Thursday, November 7, 2024

ROPE OF SAND

Burt Lancaster and Peter Lorre
ROPE OF SAND (1949). Director: William Dieterle. Colorized

Mike Davis (Burt Lancaster) is an African guide whose charge, Ingram (Hayden Rourke), goes off into forbidden diamond territory while he's sleeping. When Davis finds him, Ingram is near-death, clutching a load of diamonds. Davis leaves the diamonds and tries to get Ingram out of the desert. When police guards, led by Commandant Paul Vogel (Paul Henreid), come upon the pair, Ingram is dead and Davis is tortured, but refuses to tell where the diamonds are located. Two years later Davis is back in the territory, where diamond mogul Martingale (Claude Rains), who pretends to like Vogel but secretly despises him, decides to use a beautiful refuge, Suzanne (Corinne Calvet of Flight to Tangier), to get the location of the diamonds from Davis. A battle of wills ensues between Davis and Vogel as they fight it out for both diamonds and lady, with Martingale manipulating everyone behind the scenes and Toady (Peter Lorre) hoping to score as well. Meanwhile, Davis has decided to go for the gems come hell or highwater ... 

Claude Rains and Corinne Calvet
Rope of Sand
 is a seriously flawed film, but it is entertaining and well-acted enough to prove a good watch. There seems to be so much missing of the characters' back stories that while you're watching it you think it must be based on a long novel, not all of which made it onto the screen, but this is not the case. This was supposed to be a follow-up to Casablanca with Bogart and Bergman in the Lancaster and Calvet roles, but producer Hal Wallis had to be satisfied with three of the supporting cast of that film. John Bromfield (of The Big Bluff) has a smaller role as one of Henreid's officers.
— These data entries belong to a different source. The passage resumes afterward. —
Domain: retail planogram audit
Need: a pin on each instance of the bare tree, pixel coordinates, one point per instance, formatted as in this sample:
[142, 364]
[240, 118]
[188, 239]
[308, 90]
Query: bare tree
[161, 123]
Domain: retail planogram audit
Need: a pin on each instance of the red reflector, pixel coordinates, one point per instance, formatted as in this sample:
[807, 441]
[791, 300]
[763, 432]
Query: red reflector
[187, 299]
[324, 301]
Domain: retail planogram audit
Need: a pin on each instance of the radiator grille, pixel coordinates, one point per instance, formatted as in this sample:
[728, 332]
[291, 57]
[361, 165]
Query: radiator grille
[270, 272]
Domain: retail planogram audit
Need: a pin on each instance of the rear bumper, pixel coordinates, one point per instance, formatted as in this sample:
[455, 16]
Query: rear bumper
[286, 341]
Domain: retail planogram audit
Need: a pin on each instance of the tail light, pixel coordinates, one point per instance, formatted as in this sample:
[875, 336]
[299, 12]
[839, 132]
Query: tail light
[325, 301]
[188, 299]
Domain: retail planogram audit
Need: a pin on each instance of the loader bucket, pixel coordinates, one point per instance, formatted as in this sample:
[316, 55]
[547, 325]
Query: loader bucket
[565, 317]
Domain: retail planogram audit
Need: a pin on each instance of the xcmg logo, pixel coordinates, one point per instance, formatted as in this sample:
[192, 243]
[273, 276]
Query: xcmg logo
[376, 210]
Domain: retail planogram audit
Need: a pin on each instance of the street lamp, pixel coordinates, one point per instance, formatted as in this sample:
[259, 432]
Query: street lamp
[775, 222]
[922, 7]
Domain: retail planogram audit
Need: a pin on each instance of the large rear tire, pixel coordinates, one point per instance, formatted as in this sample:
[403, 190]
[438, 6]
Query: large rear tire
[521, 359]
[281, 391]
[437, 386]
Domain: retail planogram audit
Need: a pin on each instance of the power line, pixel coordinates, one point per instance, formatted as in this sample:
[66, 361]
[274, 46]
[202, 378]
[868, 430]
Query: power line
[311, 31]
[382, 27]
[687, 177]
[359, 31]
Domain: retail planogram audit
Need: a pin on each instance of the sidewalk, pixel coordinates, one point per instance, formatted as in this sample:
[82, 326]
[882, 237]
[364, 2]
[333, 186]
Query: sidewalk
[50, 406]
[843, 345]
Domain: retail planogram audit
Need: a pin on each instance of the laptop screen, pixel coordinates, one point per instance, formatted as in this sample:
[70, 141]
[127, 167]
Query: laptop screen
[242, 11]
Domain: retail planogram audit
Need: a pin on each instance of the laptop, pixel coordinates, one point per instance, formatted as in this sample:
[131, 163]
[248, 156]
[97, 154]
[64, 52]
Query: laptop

Dieterle's direction is assured, the performances -- especially Rains' -- are uniformly good, there is outstanding cinematography from Charles Lang [Wild is the Wind]  and an exciting score by Franz Waxman, but you may find it hard to tell if there's more -- or less -- here than meets the eye. Lancaster and Henreid have a nifty fist fight at one point. 

Verdict: Certainly it's not boring. ***.